Vi con particular deleite que la universidad que la doctora mantenía con orgullo bajo la bata médica se convertía, no en un aula o paraninfo de sal como la bíblica mujer de Lot, sino en la roca viva de cualquier arrecife o escollo del mar. ¡Luego, toda aquella fortaleza de piedra se hizo pedazos! Sin salir de Dublín o de Trieste, Joyce desmoronó a la mujer que me estaba humillando en su consultorio.

No siendo médico o sujeto obsesionado por un órgano o célula del cuerpo, nada me obliga a conocer y a emocionarme con Creatinina, la chica descortés que pasó a mi lado sin saludarme.
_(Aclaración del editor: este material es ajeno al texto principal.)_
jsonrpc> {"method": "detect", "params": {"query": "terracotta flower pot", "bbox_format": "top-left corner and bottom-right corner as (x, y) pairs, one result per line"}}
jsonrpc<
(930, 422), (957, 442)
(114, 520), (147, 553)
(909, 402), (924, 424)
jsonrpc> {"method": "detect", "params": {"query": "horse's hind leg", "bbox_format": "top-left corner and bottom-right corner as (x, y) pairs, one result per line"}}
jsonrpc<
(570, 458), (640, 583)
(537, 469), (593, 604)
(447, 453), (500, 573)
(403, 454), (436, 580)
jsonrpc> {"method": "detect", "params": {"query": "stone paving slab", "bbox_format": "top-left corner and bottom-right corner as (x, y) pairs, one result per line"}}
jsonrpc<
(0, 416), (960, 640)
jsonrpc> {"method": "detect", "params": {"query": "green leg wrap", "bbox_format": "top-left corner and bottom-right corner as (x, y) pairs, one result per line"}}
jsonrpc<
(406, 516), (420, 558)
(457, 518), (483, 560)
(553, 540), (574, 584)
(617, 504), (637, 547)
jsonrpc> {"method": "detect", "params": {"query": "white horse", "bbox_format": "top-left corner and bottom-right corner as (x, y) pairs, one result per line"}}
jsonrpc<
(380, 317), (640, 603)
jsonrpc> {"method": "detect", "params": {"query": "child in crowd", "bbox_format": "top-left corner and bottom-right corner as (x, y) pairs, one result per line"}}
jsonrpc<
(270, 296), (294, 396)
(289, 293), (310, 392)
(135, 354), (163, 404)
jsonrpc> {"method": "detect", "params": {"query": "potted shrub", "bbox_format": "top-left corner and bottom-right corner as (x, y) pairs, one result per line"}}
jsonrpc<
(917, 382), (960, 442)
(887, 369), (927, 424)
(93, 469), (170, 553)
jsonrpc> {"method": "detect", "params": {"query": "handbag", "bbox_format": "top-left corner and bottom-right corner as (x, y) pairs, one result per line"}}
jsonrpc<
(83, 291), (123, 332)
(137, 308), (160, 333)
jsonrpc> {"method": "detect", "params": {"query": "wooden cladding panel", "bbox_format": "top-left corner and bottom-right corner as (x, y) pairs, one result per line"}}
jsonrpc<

Ella aparece cuando debe aparecer y uno cumple o no con conocerla y con determinar el grado o nivel de amistad o de amenaza que arrastra consigo.

Puedo decir que creo conocer el monólogo interior de Joyce y escucho perfectamente la inaudible música que se esconde detrás de las palabras, pero sé perfectamente y me cuido de no interrumpir al astrónomo en su trabajo porque  es el único que sabe cuándo respiran los astros; el experto en bosques es quien descubre y nombra los miles de seres microscópicos que viven dentro de un metro cúbico de tierra y hojarasca sintiendo al mismo tiempo, con jubilosa exaltación, la poderosa respiración de los árboles y entiendo también, perfectamente, que la engreída especialista de los riñones viva familiarizada con la espantable descortesía de la Creatinina que ronda por el consultorio.

Yo soy mi propio aprendizaje y trato de enriquecerlo cada vez más, pero confieso que nunca he sentido deseo o interés por conocer y sostener amistad alguna con Creatinina y mucho menos incorporarme a la vida secreta de los alacranes o sumergirme en el silencio del mar.

Por eso le dije a la doctora que lo que ha ejercido poderosa influencia en mí no han sido los deshechos de mis músculos sino el misterio de la palabra porque mi única y prolongada batalla es proteger el espléndido cuerpo del lenguaje y los esfuerzos que hago son, justamente, para evitar que lo contamine algún taimado y perverso deshecho de esos que usted como médico conoce, enfrenta y combate.